I wonder how much more ease I would have in my life if I accepted and planned for this stage of emptiness each month, rather than trying to power through and plow on? Surely I, (and those around me) would be better off than when I deny the need only to have it come upon us like a rogue wave. What would it look like to schedule self-care and appropriate mental "quiet time" in acknowledgement of the natural rhythms?
One way I DO indulge myself is with aromatic bubble baths, to soothe mind, body and soul.
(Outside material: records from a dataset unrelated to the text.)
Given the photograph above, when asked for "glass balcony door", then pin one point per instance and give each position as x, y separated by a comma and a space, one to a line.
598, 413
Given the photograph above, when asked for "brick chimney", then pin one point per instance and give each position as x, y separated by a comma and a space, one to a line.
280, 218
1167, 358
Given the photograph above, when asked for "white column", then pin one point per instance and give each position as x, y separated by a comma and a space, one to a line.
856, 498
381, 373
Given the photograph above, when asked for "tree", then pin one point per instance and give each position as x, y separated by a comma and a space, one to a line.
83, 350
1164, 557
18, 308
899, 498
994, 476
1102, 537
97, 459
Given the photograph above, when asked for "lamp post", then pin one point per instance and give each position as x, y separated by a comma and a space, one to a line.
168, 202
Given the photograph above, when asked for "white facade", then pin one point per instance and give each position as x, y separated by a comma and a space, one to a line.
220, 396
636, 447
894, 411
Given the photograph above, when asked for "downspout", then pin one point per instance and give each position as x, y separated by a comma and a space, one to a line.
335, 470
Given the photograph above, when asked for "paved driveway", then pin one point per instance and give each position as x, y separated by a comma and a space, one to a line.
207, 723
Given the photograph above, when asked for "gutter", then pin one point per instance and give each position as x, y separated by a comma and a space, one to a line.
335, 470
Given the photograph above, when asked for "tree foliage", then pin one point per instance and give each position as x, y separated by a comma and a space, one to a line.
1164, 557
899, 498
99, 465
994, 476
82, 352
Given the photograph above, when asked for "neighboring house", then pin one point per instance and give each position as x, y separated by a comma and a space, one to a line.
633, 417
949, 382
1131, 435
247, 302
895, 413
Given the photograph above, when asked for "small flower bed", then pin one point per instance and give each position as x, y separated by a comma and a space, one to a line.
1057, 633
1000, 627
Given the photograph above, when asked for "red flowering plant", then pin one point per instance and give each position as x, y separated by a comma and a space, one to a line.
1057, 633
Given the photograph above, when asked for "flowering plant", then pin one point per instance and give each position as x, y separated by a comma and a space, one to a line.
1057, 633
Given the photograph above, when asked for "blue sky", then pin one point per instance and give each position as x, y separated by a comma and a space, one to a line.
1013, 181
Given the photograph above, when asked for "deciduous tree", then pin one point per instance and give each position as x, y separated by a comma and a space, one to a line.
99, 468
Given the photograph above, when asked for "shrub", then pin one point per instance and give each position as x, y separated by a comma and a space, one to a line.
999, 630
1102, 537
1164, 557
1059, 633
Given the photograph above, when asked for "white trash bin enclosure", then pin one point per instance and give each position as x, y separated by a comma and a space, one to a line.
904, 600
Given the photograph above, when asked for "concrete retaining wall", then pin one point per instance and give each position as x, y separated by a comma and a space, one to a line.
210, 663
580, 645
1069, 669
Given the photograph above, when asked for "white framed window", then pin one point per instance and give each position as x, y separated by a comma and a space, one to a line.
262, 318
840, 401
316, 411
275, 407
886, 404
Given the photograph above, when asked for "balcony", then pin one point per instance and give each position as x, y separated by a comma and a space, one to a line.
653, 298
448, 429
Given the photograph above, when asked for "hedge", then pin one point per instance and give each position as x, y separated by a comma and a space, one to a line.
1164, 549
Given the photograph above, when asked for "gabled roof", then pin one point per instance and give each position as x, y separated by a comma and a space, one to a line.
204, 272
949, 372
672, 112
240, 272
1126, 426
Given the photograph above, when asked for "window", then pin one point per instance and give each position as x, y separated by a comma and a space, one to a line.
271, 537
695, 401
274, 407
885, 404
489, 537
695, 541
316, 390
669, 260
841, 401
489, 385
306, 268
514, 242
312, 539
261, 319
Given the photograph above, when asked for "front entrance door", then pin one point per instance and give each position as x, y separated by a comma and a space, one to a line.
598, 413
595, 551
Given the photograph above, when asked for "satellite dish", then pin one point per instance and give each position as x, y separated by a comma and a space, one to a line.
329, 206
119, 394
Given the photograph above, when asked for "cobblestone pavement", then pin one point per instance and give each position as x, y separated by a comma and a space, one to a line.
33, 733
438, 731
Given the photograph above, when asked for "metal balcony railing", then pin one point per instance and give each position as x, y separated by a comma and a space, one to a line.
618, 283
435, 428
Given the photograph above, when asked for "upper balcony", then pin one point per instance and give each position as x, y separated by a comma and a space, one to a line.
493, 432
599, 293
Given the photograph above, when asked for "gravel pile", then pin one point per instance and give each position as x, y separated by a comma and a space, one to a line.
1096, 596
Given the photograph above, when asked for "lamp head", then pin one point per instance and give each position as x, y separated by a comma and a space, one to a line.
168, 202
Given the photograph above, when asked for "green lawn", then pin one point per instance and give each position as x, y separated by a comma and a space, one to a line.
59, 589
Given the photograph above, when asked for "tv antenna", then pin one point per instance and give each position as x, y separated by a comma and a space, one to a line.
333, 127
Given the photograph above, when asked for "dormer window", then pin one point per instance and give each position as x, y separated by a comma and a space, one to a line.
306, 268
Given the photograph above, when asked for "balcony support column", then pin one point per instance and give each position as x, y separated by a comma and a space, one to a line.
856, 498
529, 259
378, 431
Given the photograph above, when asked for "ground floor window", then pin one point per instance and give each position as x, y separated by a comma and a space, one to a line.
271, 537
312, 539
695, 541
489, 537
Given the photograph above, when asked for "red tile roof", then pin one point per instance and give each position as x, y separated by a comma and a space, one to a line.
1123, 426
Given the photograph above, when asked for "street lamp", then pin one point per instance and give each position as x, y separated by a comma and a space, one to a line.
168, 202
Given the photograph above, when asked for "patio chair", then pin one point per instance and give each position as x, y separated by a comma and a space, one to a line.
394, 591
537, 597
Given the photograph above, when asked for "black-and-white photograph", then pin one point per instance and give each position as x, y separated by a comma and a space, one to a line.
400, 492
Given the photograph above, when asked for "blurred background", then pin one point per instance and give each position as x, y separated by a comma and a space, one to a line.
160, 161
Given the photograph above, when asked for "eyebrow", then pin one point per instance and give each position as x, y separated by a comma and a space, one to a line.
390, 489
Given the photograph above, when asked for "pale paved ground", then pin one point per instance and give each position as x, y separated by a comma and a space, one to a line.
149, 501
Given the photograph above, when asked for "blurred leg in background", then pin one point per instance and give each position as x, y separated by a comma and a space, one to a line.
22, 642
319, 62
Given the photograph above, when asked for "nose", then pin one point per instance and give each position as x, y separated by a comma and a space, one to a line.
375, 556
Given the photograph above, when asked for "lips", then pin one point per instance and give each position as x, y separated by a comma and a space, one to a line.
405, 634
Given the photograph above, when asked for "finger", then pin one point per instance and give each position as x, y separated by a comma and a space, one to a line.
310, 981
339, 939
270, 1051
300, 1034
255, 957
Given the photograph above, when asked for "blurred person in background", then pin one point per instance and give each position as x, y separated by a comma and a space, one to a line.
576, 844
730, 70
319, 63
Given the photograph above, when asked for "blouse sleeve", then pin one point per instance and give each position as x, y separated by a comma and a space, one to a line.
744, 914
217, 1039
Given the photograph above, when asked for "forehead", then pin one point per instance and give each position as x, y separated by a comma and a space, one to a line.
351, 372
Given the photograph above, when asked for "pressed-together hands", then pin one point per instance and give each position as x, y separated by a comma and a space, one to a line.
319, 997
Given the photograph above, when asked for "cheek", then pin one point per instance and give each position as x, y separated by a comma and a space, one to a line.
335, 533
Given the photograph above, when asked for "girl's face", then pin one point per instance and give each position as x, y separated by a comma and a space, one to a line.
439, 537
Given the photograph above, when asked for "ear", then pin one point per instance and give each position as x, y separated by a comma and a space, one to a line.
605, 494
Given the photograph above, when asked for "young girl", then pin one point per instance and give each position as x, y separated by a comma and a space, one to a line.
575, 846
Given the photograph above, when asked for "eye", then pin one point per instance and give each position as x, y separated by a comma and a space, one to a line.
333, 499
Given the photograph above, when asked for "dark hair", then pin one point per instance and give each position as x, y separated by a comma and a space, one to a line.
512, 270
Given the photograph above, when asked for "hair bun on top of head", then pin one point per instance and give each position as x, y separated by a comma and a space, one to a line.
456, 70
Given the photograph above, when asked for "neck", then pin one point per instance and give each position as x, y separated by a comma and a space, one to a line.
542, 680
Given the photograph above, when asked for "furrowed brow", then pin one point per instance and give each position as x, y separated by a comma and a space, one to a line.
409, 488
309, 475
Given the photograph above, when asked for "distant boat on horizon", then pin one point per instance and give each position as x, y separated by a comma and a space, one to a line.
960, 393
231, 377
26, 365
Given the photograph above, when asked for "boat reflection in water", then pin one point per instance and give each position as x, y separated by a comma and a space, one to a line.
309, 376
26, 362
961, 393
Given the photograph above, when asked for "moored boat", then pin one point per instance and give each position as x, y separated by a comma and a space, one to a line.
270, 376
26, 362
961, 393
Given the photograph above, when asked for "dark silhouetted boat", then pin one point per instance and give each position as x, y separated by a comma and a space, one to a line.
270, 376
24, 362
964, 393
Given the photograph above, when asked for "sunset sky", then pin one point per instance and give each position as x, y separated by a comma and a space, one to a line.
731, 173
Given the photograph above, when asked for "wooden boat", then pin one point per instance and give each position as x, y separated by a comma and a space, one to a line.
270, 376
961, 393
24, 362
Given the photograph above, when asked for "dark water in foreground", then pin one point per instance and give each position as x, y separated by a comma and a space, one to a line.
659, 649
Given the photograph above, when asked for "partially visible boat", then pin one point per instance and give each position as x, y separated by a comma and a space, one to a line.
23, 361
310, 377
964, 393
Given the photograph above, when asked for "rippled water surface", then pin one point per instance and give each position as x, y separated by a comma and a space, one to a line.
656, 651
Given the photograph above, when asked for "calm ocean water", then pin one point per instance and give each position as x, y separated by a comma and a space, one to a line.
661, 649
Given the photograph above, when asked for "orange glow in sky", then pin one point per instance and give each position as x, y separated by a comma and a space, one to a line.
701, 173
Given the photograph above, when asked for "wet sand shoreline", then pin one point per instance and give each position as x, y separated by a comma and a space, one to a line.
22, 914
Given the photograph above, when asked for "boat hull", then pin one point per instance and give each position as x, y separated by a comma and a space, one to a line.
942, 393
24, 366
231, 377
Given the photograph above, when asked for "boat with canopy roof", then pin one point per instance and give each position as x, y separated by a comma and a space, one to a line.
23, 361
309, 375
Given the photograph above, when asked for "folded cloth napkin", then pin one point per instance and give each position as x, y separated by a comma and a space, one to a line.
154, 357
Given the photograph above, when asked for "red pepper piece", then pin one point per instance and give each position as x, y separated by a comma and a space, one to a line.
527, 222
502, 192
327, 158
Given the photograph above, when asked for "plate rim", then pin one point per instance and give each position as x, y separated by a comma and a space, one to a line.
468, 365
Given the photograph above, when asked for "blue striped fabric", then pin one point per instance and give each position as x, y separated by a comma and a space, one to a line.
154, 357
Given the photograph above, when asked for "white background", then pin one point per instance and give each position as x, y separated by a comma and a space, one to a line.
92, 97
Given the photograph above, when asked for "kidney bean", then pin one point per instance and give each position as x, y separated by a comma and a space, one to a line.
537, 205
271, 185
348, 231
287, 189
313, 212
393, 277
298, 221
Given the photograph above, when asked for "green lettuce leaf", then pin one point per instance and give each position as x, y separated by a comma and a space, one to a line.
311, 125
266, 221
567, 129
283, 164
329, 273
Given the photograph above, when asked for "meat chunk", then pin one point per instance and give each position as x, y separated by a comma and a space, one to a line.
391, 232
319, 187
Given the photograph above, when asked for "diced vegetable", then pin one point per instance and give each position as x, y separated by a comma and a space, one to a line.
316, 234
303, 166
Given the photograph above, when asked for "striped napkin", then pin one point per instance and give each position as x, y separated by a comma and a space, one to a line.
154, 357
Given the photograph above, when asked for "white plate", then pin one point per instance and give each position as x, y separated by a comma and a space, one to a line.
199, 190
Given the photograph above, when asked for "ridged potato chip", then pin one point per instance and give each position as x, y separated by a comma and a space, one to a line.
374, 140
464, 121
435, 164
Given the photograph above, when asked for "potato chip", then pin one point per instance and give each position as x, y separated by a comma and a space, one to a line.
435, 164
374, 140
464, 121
Carefully choosing the right essential oils, lighting the tea lights around my deep tub and sinking in to the gentle pulsing of the jacuzzi jets, my mind drifts, body relaxes and my soul finds a resting place.
After getting out of the bath, the sight of the flickering candles around the perimeter of the tub recalled the offering bench at the Catholic church of my childhood. Like an altar, it called me to kneel in a prayer of gratitude; for the beauty and peace of my big cultured marble tub in the house we so recently finished after 7 years of working and saving on our ranch. For the husband who understands the breadth of my spirit and emotions and who encourages me to accept, nurture and express myself. For my children and the gift of the challenges they bring that help me to grow and discover myself along the way. For ranch life and how it keeps me connected to the natural world and the circle of life.
To be honest, it's been a tough week on a lot of levels, and I'm not sad to see it end. It is nice, however, to be able to see it as just the turning of the wheel. And so, I roll on to the beginning of the next cycle of my life.